Le thérapeute s’attache à encourager au maximum les performances en évitant le forçage vocal.
On réalise ensuite des exercices « hiérarchiques » (pratique aléatoire), qui ont pour but de transférer les habiletés entraînées lors des variables quotidiennes dans des situations de parole fonctionnelle.
Les divers supports utilisés seront de plus en plus complexes : mots, locutions, phrases, lectures courtes puis longues, conversations courtes puis longues, en fonction de l’évolution du patient, de ses possibilités et de ses objectifs, mais également de ses goûts (personnalisation).
- Le travail à domicile consiste à reprendre les variables quotidiennes + un exercice hiérarchique. Ils sont précisément guidés avec des feuilles de suivi.
- A l’issue de la session l’entraînement se poursuit à domicile à raison de trois à cinq fois par semaine et l’on réalise une nouvelle session (plus courte) si les troubles se majorent à nouveau (quatre à huit séances en fonction de la rapidité du recalibrage sensoriel).
PEC aux stades plus évolués
Plus la maladie évolue plus les troubles cognitifs sont importants et l’état général du patient se dégrade. La LSVT® ne peut donc plus être appliquée.
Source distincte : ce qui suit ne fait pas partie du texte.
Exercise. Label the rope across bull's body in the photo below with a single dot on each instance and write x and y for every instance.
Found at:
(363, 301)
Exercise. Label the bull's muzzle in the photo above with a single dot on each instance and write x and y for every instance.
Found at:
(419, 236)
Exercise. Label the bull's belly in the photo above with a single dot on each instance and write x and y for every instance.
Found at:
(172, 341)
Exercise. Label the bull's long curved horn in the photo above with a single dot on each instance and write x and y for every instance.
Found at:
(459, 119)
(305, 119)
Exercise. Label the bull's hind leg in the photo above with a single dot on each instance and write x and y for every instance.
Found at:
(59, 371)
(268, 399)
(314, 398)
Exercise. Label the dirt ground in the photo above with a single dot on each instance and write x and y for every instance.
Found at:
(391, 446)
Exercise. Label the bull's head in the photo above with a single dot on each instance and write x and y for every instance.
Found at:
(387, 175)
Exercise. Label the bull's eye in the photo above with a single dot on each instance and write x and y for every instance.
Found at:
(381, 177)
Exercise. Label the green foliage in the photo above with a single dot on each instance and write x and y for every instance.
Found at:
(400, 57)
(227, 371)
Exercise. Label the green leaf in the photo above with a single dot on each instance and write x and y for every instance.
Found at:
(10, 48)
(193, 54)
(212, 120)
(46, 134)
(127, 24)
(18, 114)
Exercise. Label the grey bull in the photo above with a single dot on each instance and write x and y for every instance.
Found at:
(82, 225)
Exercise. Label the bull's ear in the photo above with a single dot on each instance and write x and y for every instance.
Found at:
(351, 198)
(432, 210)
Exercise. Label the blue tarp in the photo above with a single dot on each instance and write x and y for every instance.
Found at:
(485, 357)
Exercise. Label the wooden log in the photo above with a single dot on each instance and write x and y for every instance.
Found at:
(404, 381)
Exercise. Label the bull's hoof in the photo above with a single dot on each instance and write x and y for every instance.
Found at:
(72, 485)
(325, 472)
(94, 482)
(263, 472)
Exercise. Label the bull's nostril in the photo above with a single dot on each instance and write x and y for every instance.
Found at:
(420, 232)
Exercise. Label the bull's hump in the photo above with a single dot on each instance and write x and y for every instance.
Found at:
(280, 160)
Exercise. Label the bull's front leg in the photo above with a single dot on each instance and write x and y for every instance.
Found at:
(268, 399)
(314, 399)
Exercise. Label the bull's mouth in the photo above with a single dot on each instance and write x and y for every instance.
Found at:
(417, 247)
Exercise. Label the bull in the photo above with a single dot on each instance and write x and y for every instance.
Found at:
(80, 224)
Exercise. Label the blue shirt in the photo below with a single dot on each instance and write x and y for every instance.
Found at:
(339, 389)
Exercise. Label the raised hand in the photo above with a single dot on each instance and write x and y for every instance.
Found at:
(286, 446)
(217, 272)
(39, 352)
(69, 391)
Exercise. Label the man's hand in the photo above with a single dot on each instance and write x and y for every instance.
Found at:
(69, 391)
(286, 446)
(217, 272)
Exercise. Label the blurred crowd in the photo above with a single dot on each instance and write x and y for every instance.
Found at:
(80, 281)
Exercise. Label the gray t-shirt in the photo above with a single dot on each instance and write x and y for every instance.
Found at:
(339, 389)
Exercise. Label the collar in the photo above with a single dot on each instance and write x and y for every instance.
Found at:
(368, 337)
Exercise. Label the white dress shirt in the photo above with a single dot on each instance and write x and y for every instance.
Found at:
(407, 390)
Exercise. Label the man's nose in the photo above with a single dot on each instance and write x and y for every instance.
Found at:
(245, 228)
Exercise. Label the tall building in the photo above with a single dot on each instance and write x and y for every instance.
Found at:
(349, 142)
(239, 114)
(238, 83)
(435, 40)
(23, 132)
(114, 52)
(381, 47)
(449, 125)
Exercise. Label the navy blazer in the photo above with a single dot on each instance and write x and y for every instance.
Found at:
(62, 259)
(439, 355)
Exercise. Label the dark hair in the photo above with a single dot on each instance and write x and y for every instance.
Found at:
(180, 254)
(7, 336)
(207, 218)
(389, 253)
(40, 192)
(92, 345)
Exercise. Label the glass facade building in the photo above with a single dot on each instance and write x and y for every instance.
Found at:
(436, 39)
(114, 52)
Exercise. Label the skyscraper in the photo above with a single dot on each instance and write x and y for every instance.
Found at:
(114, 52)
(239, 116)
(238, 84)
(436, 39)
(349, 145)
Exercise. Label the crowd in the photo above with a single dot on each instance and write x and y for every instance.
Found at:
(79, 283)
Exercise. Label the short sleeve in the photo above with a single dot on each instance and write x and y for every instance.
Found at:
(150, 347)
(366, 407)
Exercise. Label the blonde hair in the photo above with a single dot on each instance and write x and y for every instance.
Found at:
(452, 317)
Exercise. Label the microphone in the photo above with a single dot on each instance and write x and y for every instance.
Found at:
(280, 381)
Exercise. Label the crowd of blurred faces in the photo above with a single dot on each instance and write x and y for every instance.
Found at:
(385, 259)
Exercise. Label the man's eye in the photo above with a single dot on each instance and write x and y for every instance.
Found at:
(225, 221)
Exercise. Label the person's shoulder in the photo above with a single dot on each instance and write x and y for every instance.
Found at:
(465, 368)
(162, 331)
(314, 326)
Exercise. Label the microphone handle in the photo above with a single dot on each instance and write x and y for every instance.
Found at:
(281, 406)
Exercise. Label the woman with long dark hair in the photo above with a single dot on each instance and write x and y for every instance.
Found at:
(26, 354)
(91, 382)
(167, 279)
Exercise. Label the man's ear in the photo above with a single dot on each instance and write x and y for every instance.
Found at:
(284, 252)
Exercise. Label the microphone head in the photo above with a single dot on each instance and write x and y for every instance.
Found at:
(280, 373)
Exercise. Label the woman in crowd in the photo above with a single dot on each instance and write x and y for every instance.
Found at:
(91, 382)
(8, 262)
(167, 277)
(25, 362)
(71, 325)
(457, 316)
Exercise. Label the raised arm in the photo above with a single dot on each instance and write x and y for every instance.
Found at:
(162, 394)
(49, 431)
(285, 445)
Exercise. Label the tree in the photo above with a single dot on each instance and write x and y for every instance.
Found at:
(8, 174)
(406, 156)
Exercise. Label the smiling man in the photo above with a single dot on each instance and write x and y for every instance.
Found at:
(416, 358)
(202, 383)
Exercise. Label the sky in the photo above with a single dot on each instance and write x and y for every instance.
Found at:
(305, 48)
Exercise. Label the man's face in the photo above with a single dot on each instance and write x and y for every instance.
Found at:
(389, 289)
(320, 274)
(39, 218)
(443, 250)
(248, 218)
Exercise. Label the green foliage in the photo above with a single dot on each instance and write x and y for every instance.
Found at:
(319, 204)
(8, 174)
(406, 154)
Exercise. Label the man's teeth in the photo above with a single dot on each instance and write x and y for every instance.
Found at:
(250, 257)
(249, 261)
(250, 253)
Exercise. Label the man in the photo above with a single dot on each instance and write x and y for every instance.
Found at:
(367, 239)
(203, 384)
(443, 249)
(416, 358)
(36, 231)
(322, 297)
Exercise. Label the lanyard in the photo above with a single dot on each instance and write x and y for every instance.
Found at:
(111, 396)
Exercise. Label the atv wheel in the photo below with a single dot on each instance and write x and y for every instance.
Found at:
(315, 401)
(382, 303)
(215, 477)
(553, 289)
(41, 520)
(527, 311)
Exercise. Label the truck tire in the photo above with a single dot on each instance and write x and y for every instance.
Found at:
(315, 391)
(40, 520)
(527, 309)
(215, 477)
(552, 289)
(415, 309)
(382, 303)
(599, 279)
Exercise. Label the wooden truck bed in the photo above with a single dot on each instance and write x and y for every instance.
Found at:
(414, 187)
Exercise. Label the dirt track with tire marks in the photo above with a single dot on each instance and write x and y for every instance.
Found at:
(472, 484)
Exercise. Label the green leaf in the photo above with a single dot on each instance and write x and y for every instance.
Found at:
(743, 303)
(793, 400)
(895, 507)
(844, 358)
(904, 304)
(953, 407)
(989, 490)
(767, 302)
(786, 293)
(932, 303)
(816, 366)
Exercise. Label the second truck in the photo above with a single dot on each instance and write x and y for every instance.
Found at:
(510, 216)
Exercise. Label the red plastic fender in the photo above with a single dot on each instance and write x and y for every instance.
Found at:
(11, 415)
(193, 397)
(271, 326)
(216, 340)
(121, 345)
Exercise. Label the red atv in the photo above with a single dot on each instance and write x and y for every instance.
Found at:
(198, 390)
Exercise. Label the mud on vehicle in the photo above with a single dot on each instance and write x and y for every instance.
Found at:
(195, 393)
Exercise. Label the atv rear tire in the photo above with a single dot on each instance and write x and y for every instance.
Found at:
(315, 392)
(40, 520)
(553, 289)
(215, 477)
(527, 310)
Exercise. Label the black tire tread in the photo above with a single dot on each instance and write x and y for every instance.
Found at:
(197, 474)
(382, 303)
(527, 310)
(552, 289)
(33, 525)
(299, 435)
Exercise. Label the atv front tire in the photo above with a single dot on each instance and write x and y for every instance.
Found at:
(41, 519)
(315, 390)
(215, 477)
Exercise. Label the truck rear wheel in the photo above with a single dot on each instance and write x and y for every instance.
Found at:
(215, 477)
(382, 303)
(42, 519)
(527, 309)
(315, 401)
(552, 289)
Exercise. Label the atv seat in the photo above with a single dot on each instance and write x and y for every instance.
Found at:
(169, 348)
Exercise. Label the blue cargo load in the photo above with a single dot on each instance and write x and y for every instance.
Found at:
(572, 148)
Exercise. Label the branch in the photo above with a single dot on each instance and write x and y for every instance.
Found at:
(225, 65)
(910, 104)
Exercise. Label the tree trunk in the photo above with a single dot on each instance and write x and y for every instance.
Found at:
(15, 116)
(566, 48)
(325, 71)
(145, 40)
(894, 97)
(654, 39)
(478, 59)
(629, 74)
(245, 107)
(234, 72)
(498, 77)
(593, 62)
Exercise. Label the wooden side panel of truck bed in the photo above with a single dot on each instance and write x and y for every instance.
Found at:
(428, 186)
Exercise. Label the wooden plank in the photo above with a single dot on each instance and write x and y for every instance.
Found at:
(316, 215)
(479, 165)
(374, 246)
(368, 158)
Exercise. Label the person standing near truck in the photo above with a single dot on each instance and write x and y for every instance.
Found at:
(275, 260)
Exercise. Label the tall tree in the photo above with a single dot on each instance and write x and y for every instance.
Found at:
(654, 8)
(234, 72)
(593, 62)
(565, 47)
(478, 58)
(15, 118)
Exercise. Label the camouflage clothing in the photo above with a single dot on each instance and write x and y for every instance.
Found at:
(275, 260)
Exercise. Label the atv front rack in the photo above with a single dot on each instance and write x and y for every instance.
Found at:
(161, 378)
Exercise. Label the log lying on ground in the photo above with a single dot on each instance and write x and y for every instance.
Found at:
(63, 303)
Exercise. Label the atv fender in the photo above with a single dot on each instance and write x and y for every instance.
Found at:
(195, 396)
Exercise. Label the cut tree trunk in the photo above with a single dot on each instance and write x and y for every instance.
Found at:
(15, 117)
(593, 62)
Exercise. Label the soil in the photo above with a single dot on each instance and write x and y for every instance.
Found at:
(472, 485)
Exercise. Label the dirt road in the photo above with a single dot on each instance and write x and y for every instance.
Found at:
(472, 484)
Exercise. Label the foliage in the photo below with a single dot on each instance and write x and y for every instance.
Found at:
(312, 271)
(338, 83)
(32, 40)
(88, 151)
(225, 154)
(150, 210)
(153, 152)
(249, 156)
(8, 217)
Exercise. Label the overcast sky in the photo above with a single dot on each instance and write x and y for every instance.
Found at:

Les techniques de rééducation alors utilisées relèvent davantage de l’approche traditionnelle (approche sémiologique des troubles : gestion du souffle, phonation, articulation, résonance et prosodie) avec si nécessaire la mise en place d’outils de communication alternative.
Approche globale du patient et de l’entourage
afin de maintenir les possibilités d’échanges.